Friendly inflation data and apparent political gridlock have put financial markets in a good mood as this week draws to a close. As the dust settles on Tuesday’s elections, markets seem relatively pleased that neither party will have enough control to do too much damage. Centrists are celebrating. The real story, however, is the latest consumer price inflation numbers which show much needed relief as CPI eased to 7.7% YOY, lower than expected and well below September’s 8.2% pace. It is also the fourth consecutive drop and raises hopes for an acceleration of the downtrend. The core measure rose 6.3%, down from 6.6% in the prior month and also notably lower than estimated. To be sure, one month does not a trend make, and we remain at unacceptably high levels. Still, we are several months down the road from what appears to be the cycle peak of 9.1%. The developing trend looks good.

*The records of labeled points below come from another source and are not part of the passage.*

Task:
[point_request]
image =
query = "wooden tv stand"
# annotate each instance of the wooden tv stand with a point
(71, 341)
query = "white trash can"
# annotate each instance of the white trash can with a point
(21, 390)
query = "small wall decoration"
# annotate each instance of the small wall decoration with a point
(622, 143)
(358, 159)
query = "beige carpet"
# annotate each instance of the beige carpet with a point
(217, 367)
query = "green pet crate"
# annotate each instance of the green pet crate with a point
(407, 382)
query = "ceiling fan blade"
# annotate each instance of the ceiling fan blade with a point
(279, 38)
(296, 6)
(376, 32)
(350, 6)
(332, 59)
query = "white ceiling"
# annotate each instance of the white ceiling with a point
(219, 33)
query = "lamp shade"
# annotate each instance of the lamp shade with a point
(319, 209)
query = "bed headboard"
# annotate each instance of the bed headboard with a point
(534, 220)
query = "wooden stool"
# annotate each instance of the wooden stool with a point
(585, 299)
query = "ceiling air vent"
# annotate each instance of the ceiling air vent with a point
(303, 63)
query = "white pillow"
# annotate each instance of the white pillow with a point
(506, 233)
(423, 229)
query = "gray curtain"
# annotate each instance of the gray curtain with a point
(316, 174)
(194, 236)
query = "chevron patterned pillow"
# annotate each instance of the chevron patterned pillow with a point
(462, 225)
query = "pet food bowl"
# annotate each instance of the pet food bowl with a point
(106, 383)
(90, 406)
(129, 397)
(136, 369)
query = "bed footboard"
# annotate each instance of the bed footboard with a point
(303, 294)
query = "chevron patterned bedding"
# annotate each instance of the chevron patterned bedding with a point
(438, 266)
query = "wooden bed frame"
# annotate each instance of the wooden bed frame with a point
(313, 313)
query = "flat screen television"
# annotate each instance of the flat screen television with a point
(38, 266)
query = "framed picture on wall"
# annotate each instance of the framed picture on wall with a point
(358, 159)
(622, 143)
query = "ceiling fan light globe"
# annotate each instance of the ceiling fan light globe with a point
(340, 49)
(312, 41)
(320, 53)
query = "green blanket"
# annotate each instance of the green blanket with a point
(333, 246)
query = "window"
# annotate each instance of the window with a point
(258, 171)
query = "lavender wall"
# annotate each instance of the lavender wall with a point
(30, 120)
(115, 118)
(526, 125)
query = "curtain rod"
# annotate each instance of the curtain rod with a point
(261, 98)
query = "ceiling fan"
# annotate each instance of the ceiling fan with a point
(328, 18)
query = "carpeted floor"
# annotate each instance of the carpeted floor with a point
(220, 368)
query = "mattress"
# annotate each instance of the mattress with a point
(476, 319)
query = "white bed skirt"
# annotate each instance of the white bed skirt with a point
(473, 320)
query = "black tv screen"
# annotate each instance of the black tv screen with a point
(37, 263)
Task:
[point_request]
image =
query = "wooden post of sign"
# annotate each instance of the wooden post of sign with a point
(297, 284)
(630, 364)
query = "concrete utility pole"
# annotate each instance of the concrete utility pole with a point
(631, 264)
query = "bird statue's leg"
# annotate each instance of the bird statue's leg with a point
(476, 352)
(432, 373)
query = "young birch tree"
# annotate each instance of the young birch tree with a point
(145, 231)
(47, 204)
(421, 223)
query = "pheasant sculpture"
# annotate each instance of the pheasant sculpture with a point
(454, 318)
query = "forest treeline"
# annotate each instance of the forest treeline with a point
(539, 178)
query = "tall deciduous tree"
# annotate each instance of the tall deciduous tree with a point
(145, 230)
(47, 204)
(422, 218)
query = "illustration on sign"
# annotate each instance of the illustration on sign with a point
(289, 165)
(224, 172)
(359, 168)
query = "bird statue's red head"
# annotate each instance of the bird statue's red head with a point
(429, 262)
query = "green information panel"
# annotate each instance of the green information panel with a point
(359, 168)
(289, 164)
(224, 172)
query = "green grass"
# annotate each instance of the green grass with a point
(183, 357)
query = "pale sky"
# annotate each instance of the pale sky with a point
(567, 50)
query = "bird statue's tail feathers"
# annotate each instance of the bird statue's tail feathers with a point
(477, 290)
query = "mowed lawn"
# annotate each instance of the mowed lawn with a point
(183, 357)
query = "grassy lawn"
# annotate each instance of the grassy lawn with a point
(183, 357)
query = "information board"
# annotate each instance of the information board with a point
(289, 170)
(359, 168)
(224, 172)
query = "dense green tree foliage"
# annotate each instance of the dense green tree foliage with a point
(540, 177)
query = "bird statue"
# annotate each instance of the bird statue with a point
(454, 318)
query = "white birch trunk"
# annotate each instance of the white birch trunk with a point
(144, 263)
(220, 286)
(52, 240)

As post pandemic supply-shortages fade, deflationary pressure is now becoming manifest. Trade flows and transportation of materials have gradually improved after two years of sclerosis. Shippers and distribution networks have successfully developed workarounds that relieve the supply-shock inflation we’ve lived with since early 2020. That’s coupled with 400 basis points of fed tightening since March, which is starting to produce demand destruction that allows firms to hold off on price increases or to adjust their prices lower.
This has all got to be welcome news to policymakers. The markets absolutely love it. Stocks soared to the highest levels since August, and the 10yr Treasury yield collapsed to less than 3.85%, down from over 4.20% three days ago. The 2yr yield which is more closely tied to Fed policy has fallen even further, down 30bps to 4.33% and on pace for a two week low. The dollar finally pulled back on foreign exchange markets too, giving much needed relief to our trading partners.
As for monetary policy going forward, expectations for coming Fed rate hikes have been throttled back. A 50bps hike, rather than 75bps, is now the clear consensus. The futures market now implies a sharply lower terminal rate of 4.86% for next year, falling to 4.40% by the end of 2023. Fed officials acknowledge the good news but with caution. San Francisco president Mary Daly said, “one month of data does not a victory make…” and “pausing is not the discussion, the discussion is stepping down the pace of hikes”.